Google as an Academic Resource
Google vs. Google Books vs. Google Scholar
Google is a basic search engine designed to search the entire World Wide Web. While it is a fine resource to find quick answers and basic information, it is not a good source to use for academic research. The results provided by Google are subject to many external factors that are not ethically regulated such as paid promotion, Google bombing/washing, popular opinion, and many others. For this reason, Google should only be used in class/research for basic information like checking spelling and getting a quick overview a topic before searching for scholarly sources.
For more information about advanced searching in standard Google, please see our Advanced Google Search Research Guide.
Google Books allows you to search the full text of books. In most cases, the entire book is not available online, but Google Books will display brief previews of books on your topic which you can then locate at the UTSA Libraries using Library Quick Search, or purchase from an online seller (Amazon, Barnes & Noble, etc.). Keep in mind that Google Books is not completely comprehensive and does not contain all books.

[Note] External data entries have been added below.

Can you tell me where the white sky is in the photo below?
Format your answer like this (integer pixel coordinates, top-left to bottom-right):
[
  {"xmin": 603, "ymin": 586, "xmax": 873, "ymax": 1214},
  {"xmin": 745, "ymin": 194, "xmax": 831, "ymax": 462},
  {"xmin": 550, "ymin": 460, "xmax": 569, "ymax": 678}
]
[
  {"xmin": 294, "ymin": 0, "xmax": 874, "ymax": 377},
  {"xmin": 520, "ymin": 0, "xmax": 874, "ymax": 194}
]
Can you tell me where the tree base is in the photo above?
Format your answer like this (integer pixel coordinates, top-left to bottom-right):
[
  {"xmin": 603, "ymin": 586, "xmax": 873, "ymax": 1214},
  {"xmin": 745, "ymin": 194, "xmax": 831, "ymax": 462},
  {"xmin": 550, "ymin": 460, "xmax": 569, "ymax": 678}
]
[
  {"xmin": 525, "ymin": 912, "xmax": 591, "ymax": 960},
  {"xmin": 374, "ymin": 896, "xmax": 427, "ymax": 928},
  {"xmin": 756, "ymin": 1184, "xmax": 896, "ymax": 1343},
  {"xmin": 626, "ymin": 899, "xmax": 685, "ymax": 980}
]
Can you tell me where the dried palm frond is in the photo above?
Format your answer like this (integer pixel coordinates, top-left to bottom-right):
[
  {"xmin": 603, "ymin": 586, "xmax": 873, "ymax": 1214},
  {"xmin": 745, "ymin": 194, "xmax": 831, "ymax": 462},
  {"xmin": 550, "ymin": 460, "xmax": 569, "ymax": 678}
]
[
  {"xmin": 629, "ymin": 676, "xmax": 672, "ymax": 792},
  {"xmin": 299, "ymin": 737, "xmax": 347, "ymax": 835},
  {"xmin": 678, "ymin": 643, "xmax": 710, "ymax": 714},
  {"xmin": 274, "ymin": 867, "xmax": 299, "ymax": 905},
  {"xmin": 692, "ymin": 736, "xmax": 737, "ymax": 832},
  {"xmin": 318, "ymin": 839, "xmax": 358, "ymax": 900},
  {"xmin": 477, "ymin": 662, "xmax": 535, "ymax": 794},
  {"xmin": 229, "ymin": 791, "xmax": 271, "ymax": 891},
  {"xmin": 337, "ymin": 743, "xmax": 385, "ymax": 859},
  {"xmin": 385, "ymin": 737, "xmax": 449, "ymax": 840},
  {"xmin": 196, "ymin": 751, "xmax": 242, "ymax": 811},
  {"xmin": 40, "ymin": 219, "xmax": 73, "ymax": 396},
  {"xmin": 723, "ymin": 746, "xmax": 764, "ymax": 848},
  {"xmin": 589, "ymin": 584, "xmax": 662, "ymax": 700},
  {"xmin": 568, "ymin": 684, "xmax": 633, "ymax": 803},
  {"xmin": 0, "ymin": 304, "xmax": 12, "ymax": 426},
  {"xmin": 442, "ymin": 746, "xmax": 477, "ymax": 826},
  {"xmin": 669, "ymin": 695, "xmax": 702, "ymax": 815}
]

Search Google Scholar for peer-reviewed papers, theses, books, abstracts, patents, and court opinions from academic publishers, professional societies, online repositories, universities, and websites. While there is overlap between Google Scholar, Library Quick Search, and individual library databases, it’s helpful to have a variety of research tools in your arsenal. Google Scholar searches many online journals, but is not exhaustive therefore many articles available in the UTSA Libraries’ online databases will not appear in Google Scholar results. By the same token, you may find sources in Google Scholar that aren’t available through the UTSA Libraries. Google Scholar can be a useful tool for research as long as you know when to use it and how to link your UTSA account.